International Piano

This eminently worthwhile release from the Australian Trio Anima Mundi opens the window on a neglected corpus of English chamber music, the coal-smoke nostalgia of Muriel Draper’s Music at Midnight a rustle away.

Boughton’s Celtic Prelude (1921) wends a thoughtful journey, bearing repetition. Climaxing in a ruddy setting ‘Twankydillo; from a 1719 text, Pills to Purge Melancholy, Forrester’s Folk Song Fantasy (Cobbett Competition, 1917), evokes lanes and yarrowed Sussex hedgerows.

Warner’s Trio (Coolidge Prize, 1921) is crafted and transparently spicy/impish, with a deft central scherzo. Primarily a violist, he could turn an efficient set-piece. Going too often through the motions, Samuel Coleridge Taylor’s early effort (1893) catches the attention less. Contrastingly, Rosalind Ellicott’s First (1889), the discovery of this album, is a full-blown vision with a comely central Adagio. Weaving notes, casting spells, generating tension, structure building was her strength. No Victorian drapes here.

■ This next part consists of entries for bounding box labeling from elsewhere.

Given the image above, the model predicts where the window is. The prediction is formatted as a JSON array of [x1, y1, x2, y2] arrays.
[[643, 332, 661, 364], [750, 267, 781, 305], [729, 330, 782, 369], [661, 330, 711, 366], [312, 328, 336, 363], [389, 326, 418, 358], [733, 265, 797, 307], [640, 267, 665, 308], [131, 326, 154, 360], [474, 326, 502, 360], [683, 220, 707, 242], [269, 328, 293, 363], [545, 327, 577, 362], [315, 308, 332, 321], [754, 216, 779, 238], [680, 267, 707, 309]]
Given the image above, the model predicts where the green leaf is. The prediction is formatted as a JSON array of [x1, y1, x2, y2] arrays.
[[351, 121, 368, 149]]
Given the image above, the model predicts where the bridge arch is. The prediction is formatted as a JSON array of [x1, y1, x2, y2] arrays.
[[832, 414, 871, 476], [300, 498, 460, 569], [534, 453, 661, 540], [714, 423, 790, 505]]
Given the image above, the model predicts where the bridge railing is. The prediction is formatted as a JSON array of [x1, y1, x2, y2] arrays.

If there’s a message that comes across from these period-specific works on either side of the First World War, it’s that the Stanford/Elgar/Bantock/VW example wasn’t the only English one; that the folksong revival was to take many forms; and that the Mendelssohn/ Brahms/Leipzig school wasn’t the Holy Grail for all. Escape was possible.